Successful bots are trained by successful humans. No matter how sophisticated the software, its performance depends on what information it’s fed. (No doubt you’ve heard the expression “garbage-in, garbage out”– or GIGO.) As they stumble, bots need to be retrained. Identify where bots lose the customer, such as when the call ends, or the customer requests a live agent. Was the bot able to understand the customer? Could it answer the specific question being asked? If not, did it quickly transfer the customer to a live agent?

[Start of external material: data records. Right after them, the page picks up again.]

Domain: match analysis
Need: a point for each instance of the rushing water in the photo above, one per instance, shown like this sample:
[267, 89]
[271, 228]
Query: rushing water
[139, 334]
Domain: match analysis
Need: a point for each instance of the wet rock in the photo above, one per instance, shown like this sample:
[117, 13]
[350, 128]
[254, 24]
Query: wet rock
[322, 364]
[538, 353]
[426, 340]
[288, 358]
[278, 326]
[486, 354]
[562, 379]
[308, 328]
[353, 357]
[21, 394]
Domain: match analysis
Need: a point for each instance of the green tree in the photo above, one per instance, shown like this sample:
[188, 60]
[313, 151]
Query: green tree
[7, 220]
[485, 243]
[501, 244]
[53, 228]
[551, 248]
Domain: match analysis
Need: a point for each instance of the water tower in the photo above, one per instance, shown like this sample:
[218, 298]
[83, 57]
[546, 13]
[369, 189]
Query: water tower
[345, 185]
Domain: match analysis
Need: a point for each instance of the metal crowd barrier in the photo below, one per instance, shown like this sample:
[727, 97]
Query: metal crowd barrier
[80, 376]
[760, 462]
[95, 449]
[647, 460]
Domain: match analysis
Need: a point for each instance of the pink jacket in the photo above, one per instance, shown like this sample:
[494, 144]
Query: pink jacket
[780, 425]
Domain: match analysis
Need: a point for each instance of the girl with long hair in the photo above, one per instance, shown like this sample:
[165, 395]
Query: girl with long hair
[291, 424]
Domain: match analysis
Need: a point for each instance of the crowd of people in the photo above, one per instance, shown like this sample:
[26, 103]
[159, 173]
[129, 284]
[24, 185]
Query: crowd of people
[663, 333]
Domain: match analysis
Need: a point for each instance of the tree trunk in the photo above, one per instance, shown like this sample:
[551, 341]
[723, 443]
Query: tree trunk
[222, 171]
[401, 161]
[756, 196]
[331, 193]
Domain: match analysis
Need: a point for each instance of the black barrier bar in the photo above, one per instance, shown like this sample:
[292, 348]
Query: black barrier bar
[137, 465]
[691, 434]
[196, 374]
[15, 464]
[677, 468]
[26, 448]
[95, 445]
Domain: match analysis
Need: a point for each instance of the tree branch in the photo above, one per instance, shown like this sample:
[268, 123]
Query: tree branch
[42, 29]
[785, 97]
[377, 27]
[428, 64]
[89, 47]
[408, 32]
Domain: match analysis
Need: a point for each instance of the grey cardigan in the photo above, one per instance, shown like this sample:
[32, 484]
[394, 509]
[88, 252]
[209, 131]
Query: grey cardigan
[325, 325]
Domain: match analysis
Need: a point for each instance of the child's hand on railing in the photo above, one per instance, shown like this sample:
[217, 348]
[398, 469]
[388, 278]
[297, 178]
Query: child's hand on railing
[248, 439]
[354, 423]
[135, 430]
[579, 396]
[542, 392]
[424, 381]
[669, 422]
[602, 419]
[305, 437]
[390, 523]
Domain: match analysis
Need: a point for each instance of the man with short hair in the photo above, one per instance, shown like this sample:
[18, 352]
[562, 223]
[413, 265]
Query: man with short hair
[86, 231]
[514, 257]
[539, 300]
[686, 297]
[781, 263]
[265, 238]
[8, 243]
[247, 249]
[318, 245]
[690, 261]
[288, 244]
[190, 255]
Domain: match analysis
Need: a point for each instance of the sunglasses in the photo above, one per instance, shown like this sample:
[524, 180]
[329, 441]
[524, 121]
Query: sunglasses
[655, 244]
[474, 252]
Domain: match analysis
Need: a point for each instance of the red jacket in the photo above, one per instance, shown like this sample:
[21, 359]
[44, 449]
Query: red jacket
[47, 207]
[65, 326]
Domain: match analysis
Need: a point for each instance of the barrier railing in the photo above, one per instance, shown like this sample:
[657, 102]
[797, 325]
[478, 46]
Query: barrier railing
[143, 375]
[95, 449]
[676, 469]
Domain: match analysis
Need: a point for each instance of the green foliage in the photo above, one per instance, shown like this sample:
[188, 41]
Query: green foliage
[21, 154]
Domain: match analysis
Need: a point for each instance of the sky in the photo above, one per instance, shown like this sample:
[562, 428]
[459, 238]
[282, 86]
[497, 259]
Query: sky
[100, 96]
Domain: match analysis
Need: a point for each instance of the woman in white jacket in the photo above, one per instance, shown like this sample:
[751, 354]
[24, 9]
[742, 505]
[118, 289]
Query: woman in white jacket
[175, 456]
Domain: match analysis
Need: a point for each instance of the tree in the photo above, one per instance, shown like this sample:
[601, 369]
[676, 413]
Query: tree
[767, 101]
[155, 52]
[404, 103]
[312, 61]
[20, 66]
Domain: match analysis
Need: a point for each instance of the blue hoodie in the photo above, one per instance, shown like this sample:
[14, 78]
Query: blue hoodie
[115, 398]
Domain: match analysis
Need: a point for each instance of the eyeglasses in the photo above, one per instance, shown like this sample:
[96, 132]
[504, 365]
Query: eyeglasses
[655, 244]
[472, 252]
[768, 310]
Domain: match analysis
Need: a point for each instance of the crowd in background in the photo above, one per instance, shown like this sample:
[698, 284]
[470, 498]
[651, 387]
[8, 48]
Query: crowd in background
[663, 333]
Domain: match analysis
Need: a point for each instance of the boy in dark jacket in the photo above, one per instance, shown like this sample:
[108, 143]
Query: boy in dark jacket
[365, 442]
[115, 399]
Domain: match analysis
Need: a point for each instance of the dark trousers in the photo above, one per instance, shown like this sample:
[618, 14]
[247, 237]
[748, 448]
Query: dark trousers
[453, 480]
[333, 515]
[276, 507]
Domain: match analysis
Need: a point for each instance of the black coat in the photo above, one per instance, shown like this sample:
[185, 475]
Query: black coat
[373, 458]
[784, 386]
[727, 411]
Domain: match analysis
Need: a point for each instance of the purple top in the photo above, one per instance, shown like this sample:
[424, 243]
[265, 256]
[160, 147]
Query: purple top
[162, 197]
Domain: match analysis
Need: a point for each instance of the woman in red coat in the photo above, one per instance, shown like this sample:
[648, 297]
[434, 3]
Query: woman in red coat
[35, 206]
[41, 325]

To start, analyze the interactions that have been successfully handled by human agents. Then use your best agents to help train your bots. Nowadays, bots can even learn from customer conversations with human agents by “listening” to conversations in real-time and learn how human agents respond to what customers say on the phone or type in the chat box.
As Mikhail Naumov, co-founder and chief strategy officer at DigitalGenius, explains in this Tech Target post, bots with AI and machine learning can learn over time when humans provide ongoing training. “The more often a human agent helps train the AI by affirming or correcting the outcome, the more AI – and its algorithms – will learn and make confident decisions on its own.”
Will bots entirely replace humans? Definitely not. But even so, the near future promises much more sophisticated bots thanks to NLU and conversational AI. Imagine bots that can understand the intent behind a customer’s request, solve the immediate problem, then answer follow-up questions and learn how to improve its future performance, saving time and money while bettering the customer experience.
“We need to find a human-centric solution that’s ‘conversationally intelligent,’” explains Kathryn White, Client Innovation Services Lead at Accenture. “A chatbot that not only understands how humans speak, but also senses and interprets tone and context.”
Within the next year, White predicts, bots will be able to take relevant actions in the proper context without the need for human intervention. The challenge that remains is integration across diverse AI interfaces and ecosystems, but once this is resolved, she explains, we’ll see bots that can draw on previous interactions, in essence “remembering” context and responding to the customer based on this knowledge.
As Mitel’s Director of Solutions Ryan Smith writes about in his six-part blog series on artificial intelligence and collaboration, “There’s no doubt artificial intelligence is transforming the very concept of work and, when combined with effective collaboration, the possibilities are endless.”